Here’s why you want a mixed reality headset, says Apple CEO

Mixed reality headset - Welcome to Mixed Reality

According to Tim Cook, there will be advantages to creativity, business, and communications.

Tim Cook, CEO of Apple, recently took the opportunity to use a media interview to describe why he believed a mixed reality headset produced by his company is something consumers will want to have when one launches in coming months.

The company is traditionally quite closed lipped about the projects it has underway.

While Tim Cook didn’t officially confirm that Apple would be launching a mixed reality headset in the interview with GQ, he did spend some time describing why people would be interested in buying this type of product. This kind of gadget is highly rumored to have been in development for some time now, and many expect that it won’t be long before one hits the shelves.

Mixed reality headset - Image of Apple Store

The main reasons Tim Cook said that people would want this type of device is because of its creative applications for use in art, communication, and corporate environments.
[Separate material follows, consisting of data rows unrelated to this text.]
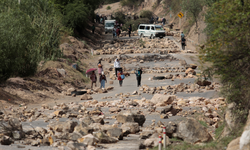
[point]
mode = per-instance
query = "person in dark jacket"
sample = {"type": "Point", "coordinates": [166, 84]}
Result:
{"type": "Point", "coordinates": [93, 29]}
{"type": "Point", "coordinates": [183, 43]}
{"type": "Point", "coordinates": [103, 80]}
{"type": "Point", "coordinates": [129, 30]}
{"type": "Point", "coordinates": [138, 73]}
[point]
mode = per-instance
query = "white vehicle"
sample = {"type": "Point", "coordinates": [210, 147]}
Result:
{"type": "Point", "coordinates": [151, 31]}
{"type": "Point", "coordinates": [109, 26]}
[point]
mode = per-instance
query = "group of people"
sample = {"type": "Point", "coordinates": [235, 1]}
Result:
{"type": "Point", "coordinates": [120, 76]}
{"type": "Point", "coordinates": [118, 72]}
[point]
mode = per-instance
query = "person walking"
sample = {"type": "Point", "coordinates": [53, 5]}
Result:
{"type": "Point", "coordinates": [163, 21]}
{"type": "Point", "coordinates": [129, 30]}
{"type": "Point", "coordinates": [93, 29]}
{"type": "Point", "coordinates": [100, 69]}
{"type": "Point", "coordinates": [182, 35]}
{"type": "Point", "coordinates": [93, 79]}
{"type": "Point", "coordinates": [138, 25]}
{"type": "Point", "coordinates": [120, 78]}
{"type": "Point", "coordinates": [117, 66]}
{"type": "Point", "coordinates": [103, 80]}
{"type": "Point", "coordinates": [138, 73]}
{"type": "Point", "coordinates": [183, 43]}
{"type": "Point", "coordinates": [118, 31]}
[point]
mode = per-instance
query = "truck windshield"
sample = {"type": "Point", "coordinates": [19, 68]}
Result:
{"type": "Point", "coordinates": [159, 28]}
{"type": "Point", "coordinates": [109, 24]}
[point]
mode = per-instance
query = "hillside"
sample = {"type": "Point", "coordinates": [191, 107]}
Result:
{"type": "Point", "coordinates": [163, 10]}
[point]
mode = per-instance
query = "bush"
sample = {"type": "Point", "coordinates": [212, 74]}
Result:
{"type": "Point", "coordinates": [146, 14]}
{"type": "Point", "coordinates": [228, 49]}
{"type": "Point", "coordinates": [76, 16]}
{"type": "Point", "coordinates": [131, 3]}
{"type": "Point", "coordinates": [29, 32]}
{"type": "Point", "coordinates": [108, 8]}
{"type": "Point", "coordinates": [110, 1]}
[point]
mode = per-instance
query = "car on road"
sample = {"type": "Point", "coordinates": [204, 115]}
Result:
{"type": "Point", "coordinates": [109, 26]}
{"type": "Point", "coordinates": [151, 31]}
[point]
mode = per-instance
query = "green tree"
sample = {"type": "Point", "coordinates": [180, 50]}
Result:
{"type": "Point", "coordinates": [228, 49]}
{"type": "Point", "coordinates": [193, 7]}
{"type": "Point", "coordinates": [29, 32]}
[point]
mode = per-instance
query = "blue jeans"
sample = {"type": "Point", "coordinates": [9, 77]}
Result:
{"type": "Point", "coordinates": [102, 84]}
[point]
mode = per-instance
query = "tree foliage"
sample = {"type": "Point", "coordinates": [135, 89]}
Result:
{"type": "Point", "coordinates": [76, 13]}
{"type": "Point", "coordinates": [228, 49]}
{"type": "Point", "coordinates": [29, 32]}
{"type": "Point", "coordinates": [193, 7]}
{"type": "Point", "coordinates": [131, 3]}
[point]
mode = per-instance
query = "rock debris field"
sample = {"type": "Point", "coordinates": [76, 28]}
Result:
{"type": "Point", "coordinates": [172, 95]}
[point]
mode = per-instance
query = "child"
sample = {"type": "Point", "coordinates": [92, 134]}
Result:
{"type": "Point", "coordinates": [93, 79]}
{"type": "Point", "coordinates": [120, 78]}
{"type": "Point", "coordinates": [103, 80]}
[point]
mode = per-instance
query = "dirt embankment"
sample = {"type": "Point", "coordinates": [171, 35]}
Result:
{"type": "Point", "coordinates": [195, 36]}
{"type": "Point", "coordinates": [54, 78]}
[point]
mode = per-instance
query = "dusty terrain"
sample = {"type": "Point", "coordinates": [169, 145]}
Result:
{"type": "Point", "coordinates": [127, 117]}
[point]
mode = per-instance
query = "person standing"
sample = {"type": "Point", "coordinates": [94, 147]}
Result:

“The idea that you could overlay the physical world with things from the digital world could greatly enhance people’s communication, people’s connection,” said Cook in the interview.

Will Apple’s vision of a mixed reality headset will do what Facebook couldn’t with VR?

The idea of using virtual reality for communication isn’t anything new. Mark Zuckerburg, CEO of Meta, first announced his vision for the Metaverse a couple of years ago, convinced that it would take off particularly for business communication. Meta has been struggling to make its Reality Labs VR business successful since that time.

That said, despite the fact that consumers didn’t seem to be remotely as interested in VR as Zuckerberg expected, those struggles don’t appear to have hindered Cook’s enthusiasm over augmented reality experiences. This despite how much he spoke out against Google’s 2015 attempt at VR.

In the interview, Cook acknowledged that he’d changed his attitude toward a mixed reality headset. He said that when “presented with something new that says you were wrong, admit it and go forward instead of continuing to hunker down and say why you’re right.”

He believes that the creative users at the core of his company’s business model are also the people who stand to gain the greatest benefit from AR and VR technologies.